Il dibattito scientifico e le applicazioni pratiche del concetto dei confini planetari si è andato sempre più diffondendo e ampliando nei dibattiti di politica internazionale incrociandosi con le riflessioni di carattere sociale ed è stato adottato da numerosi organismi delle Nazioni Unite, dal World Business Council for Sustainable Development, dal World Economic Forum, ecc. 

Doughnut Economics, il nostro Safe and Just Space for Humanity

L’economista Kate Raworth ha ampliato queste ricerche sui confini planetari con le riflessioni di ambito socio-economico, cercando di individuare uno spazio equo e sicuro per l’umanità [14].
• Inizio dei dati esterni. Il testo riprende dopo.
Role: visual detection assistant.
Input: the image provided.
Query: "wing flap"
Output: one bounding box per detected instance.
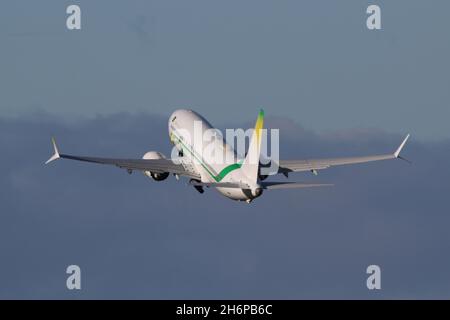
[261,182,333,190]
[45,138,200,179]
[278,134,409,173]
Infatti il benessere umano dipende oltre che dal mantenimento dell’uso complessivo delle risorse in un buono stato naturale complessivo che non scenda sotto certe soglie, anche e in misura uguale, dalle necessità dei singoli individui di soddisfare alcune esigenze fondamentali per condurre una vita dignitosa e con le giuste opportunità. Le norme internazionali sui diritti umani hanno sempre sostenuto per ogni individuo il diritto a risorse fondamentali quali cibo, acqua, assistenza sanitaria di base, istruzione, libertà di espressione, partecipazione politica e sicurezza personale. Quindi come esiste un confine esterno all’uso delle risorse, un “tetto” oltre il quale il degrado ambientale diventa inaccettabile, così esiste un confine interno al prelievo di risorse, un «livello sociale di base» (un “pavimento”) sotto il quale la deprivazione umana diventa inaccettabile.
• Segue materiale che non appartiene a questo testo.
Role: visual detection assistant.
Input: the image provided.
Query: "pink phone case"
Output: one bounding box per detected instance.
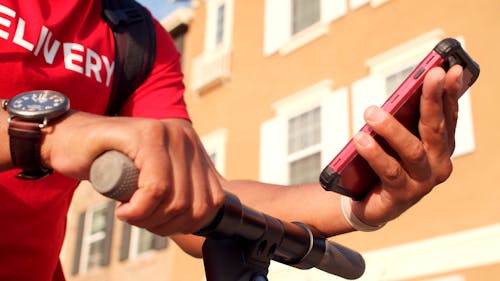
[320,38,479,200]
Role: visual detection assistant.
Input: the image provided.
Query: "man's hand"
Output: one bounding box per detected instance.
[42,112,224,235]
[352,65,465,226]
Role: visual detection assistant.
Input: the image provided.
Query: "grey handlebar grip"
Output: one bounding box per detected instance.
[90,150,365,279]
[90,150,139,202]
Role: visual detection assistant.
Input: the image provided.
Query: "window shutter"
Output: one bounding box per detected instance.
[321,88,349,167]
[320,0,347,23]
[352,75,386,134]
[260,117,287,184]
[101,201,116,266]
[119,222,132,261]
[264,0,292,56]
[71,212,85,275]
[453,91,476,157]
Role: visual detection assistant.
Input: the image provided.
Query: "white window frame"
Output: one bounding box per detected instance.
[260,79,349,184]
[201,128,228,176]
[205,0,234,54]
[79,204,107,273]
[349,0,389,10]
[128,226,157,259]
[264,0,347,56]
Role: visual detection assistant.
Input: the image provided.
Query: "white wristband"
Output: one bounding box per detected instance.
[340,195,385,232]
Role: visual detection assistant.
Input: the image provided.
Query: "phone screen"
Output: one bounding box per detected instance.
[320,38,479,200]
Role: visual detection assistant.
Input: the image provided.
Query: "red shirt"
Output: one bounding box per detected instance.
[0,0,189,280]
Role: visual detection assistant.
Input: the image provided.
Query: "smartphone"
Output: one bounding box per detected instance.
[319,38,479,200]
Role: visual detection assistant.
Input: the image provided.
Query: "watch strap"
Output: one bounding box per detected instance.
[9,118,52,180]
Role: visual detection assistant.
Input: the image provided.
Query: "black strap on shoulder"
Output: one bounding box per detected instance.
[102,0,156,115]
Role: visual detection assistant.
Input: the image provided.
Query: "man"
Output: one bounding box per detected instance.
[0,0,462,280]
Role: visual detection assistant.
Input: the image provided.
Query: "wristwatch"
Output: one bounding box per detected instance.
[2,90,69,180]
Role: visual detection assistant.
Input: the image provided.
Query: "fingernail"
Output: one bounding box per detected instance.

La Raworth ha individuato 11 priorità sociali quali la privazione del cibo, la disponibilità di acqua, l’assistenza sanitaria, il reddito, l’istruzione, la disponibilità di energia, i posti di lavoro, il diritto di espressione, la parità di genere, l’equità sociale e la resilienza agli shock, indicandole come una base sociale esemplificativa e incrociandole con i confini planetari. Si viene così a formare, tra questi diritti di base sociali, una sorta di “pavimento sociale” e i “tetti ambientali” dei confini planetari, una fascia a forma di ciambella che può essere definita sicura per l’ambiente e socialmente giusta per l’umanità.
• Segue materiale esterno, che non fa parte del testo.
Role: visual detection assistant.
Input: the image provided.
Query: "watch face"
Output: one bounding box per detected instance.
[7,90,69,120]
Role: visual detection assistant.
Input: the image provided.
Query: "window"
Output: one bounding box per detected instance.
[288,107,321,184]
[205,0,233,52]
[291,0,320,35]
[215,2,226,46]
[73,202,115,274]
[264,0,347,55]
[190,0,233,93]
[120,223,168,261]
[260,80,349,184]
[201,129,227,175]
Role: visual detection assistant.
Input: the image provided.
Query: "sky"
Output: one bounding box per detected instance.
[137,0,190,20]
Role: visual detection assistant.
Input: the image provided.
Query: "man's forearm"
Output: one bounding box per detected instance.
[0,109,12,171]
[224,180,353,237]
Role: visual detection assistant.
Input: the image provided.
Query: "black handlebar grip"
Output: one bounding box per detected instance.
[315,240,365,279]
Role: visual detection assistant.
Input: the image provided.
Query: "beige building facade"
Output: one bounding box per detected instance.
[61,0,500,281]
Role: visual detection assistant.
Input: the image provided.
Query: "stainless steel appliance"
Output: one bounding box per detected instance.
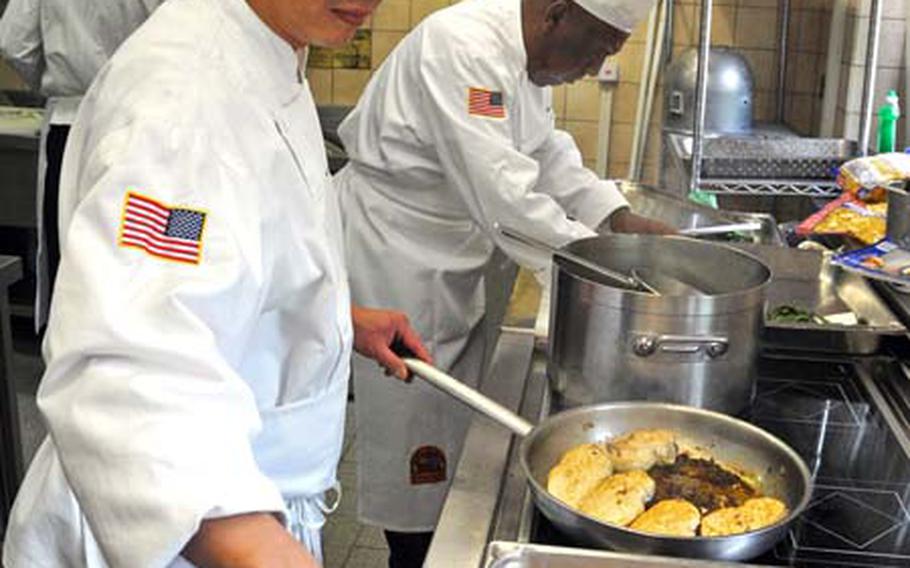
[395,356,812,560]
[664,47,754,134]
[427,333,910,568]
[548,235,771,413]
Questa analisi della Raworth viene comunemente definita appunto l’economia della ciambella (Doughnut Economics). Una combinazione di confini sociali e planetari di questo tipo crea una nuova prospettiva di sviluppo sostenibile. Da molto tempo i fautori dei diritti umani hanno sottolineato l’imperativo di assicurare a ogni individuo il minimo indispensabile per vivere, mentre gli economisti ecologici si sono concentrati sul bisogno di collocare l’economia globale entro i limiti ambientali. Questo spazio, indicato dall’economia della ciambella, è una combinazione dei due, creando una zona che rispetti sia i diritti umani di base sia la sostenibilità ambientale, riconoscendo anche l’esistenza di complesse interazioni dinamiche tra i molteplici confini e al loro interno [15]. 

L’oggetto della sostenibilità: l’analisi e la gestione dei Social Ecological Systems (S.E.S)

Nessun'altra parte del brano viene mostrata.